Famed for his blistering acceleration and dazzling dribbling skills, Eusebio was named European Footballer of the Year in 1965.
He won the European Cup with Benfica in 1962 and was in the side that lost to Manchester United in the 1968 Wembley final.
Eusebio enjoyed 10 league championship victories and five Portuguese cup triumphs in his 15 years at the club and was Portugal's top league scorer seven times.
Current Portugal captain Cristiano Ronaldo was among those to pay tribute.
"Always eternal, Eusebio, rest in peace," the Real Madrid and former Manchester United striker wrote on Twitter alongside a picture of both men together.
Former Portugal winger Luis Figo tweeted: "The king! Great loss for all of us! The greatest!"
Chelsea manager Jose Mourinho called him one of his country's "great figures".
Born: 25/01/42 in Mozambique.
Early career: Started with Sporting Lourenco-Marques, a nursery club of Sporting Lisbon, but was signed by Benfica for £7,500 at the age of 19.
Benfica: Helped side beat Real Madrid 5-3 in the European Cup final in 1962. Won 10 league championships and five cups in his 15 years at Benfica.
Portugal: Scored 41 goals in 64 internationals.
Starring roles: Named European Footballer of the Year in 1965 and top scorer at the 1966 World Cup with nine goals.
Mourinho told state broadcaster RTP: "I think he is immortal. We all know what he meant for football and especially for Portuguese football.
"He was not only a great inspiration but also an important figure in upholding the values, principles and feelings of football, even after finishing his career."
Greg Dyke, chairman of the Football Association in England, said Eusebio and Brazilian striker Pele were the best-known international footballers in the 1960s.
"He was the [Lionel] Messi or Ronaldo of his time," Dyke told the BBC News Channel.
"Every generation has great footballers. He was clearly a world-class footballer who scored an awful lot of goals. He had a level of natural talent that most players don't have."
Eusebio's goals in the 1966 World Cup helped his country to third place, after they were beaten by eventual winners England in the semi-finals.
Portugal won all of their group games as title holders Brazil were eliminated in the first round, and Eusebio starred in a dramatic 5-3 win over North Korea in the quarter-finals, with his four goals helping his side come back from 3-0 down.

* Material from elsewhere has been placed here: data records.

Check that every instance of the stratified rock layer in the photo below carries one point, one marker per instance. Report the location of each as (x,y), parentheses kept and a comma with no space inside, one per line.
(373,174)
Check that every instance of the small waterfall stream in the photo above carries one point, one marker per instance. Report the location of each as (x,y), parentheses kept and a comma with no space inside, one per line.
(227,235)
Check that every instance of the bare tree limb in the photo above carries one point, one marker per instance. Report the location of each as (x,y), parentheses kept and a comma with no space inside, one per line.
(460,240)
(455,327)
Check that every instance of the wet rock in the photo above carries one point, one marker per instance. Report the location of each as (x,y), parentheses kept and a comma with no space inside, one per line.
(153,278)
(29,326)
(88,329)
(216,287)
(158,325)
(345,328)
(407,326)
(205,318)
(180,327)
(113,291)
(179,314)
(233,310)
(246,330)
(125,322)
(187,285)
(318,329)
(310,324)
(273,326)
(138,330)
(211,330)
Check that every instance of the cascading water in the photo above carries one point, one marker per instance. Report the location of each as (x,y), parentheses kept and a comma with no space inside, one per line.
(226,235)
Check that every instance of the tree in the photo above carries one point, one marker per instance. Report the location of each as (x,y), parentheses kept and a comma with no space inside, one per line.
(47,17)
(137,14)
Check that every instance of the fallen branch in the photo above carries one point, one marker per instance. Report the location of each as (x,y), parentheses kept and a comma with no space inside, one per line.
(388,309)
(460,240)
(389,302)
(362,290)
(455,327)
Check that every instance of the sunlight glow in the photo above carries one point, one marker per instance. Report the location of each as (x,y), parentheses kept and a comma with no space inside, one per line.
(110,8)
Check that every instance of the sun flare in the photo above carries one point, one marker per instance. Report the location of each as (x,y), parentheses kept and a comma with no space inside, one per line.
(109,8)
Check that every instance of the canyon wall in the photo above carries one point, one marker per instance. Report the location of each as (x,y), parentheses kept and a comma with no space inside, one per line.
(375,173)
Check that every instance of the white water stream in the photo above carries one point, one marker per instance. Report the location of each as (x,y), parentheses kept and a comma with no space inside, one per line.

Portugal went on to lose 2-1 in the last four to England, with Eusebio in tears as he left the pitch at the end of the game.
But he had captured the hearts of the British public and his figure was soon added to Madame Tussauds' waxwork collection.
Eusebio continued to play at the highest level until 1974, but knee problems had already begun to slow him down.
In 1975, he moved to the North American Soccer League and then returned to Portugal in 1976-77 to play for SC Beira Mar, before further spells in the USA and Mexico.
After his playing career ended, he was an ambassador for Benfica and Portuguese football.